The one that goes to the picofly is the Gate(G).
I remember that on the flex pin theres also the D part and the S/GND part.
You might test it using multimeter to know which pin.
From that you could check the D and S part should be like 12Ohms. And the S to GND should be zero ohms. And the D to GND should be 12ohms.
This is why i think that the hwfly design is good. I could add in the firmware to detect whether the connection is correct or not, since D, S, and G is given to the board. But picofly original design didn't so only G comes to the picofly. And we couldn't detect the condition of the connection of D and S. We assume the installer already installed it correctly.
Good news: the flex cable wasn't attached correctly. I resoldered and fixed it. Now it works. The CMD caps were actually good.

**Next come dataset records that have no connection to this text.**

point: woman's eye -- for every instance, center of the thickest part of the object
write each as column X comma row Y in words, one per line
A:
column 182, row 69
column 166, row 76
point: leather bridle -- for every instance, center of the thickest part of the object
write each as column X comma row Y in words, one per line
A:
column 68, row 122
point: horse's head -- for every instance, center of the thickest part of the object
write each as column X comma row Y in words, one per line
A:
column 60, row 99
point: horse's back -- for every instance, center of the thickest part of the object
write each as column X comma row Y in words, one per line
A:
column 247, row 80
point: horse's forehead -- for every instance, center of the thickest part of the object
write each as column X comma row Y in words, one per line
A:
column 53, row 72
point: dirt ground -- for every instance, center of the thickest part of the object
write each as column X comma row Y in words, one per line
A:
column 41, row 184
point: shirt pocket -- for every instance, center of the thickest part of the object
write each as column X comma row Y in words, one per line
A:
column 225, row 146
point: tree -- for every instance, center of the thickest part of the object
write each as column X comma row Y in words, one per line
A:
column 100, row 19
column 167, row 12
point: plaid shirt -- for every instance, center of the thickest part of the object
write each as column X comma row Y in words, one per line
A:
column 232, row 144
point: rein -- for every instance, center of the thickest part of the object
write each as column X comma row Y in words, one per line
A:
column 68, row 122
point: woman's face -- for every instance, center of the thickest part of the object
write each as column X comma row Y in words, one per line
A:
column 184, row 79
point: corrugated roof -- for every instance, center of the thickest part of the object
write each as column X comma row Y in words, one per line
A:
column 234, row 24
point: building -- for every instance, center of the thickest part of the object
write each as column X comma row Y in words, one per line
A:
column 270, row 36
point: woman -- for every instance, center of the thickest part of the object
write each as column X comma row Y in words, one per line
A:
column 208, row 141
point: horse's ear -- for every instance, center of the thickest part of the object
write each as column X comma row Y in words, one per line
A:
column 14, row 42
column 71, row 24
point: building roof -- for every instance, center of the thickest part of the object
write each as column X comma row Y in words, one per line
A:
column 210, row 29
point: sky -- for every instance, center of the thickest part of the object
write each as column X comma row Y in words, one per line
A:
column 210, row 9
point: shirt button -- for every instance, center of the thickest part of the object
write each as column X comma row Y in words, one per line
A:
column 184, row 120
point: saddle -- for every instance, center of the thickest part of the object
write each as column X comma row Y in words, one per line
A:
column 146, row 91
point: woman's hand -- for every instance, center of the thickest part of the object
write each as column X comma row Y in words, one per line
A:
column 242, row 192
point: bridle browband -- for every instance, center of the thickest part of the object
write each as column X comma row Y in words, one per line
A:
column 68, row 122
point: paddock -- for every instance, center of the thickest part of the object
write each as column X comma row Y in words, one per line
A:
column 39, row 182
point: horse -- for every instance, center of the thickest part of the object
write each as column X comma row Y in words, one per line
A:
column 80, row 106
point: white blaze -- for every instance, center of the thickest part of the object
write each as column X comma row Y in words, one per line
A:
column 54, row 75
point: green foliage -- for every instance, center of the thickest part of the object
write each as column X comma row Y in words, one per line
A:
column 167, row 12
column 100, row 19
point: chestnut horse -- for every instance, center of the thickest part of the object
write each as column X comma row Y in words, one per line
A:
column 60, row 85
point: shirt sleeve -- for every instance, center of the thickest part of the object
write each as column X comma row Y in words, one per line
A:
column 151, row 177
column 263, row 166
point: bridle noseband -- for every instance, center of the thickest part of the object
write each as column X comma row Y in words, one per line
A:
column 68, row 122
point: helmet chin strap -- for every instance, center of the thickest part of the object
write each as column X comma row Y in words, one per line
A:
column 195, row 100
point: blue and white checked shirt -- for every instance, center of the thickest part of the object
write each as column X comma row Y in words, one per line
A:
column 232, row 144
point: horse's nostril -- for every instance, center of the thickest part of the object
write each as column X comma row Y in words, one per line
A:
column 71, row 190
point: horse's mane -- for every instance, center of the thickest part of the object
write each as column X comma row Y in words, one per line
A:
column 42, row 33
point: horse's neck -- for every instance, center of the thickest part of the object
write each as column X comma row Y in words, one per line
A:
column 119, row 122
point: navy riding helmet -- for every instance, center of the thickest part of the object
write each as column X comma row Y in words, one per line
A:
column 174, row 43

I was a dumbass and didn't set the correct range on my multimeter. They were actually okay and showed the correct range (4.7k and 47k).
Now for the bad news. Firstly I think the black screen is because I screwed up the display cable port. I must have used the wrong angle when trying to push it in after the install and now it looks like the image below. I can also see markings on the display flex cable, so I think two pins are bent. THIS is what is causing the black screen.
Next, I decided to reassemble and power on without the display to test the mod anyway. The chip still doesn't function as expected. It blinks blue for a loooong time, then there's a white flash and it continues to blink blue for about a minute. After that it shows === (glitch limit reached?). It could also be *** but I have no comparison on long/short flash.
I'm guessing I 100% need to replace the oled connector now. But as for the glitch, is it caused by no display, or is there something else since I do get a white flash before it keeps trying.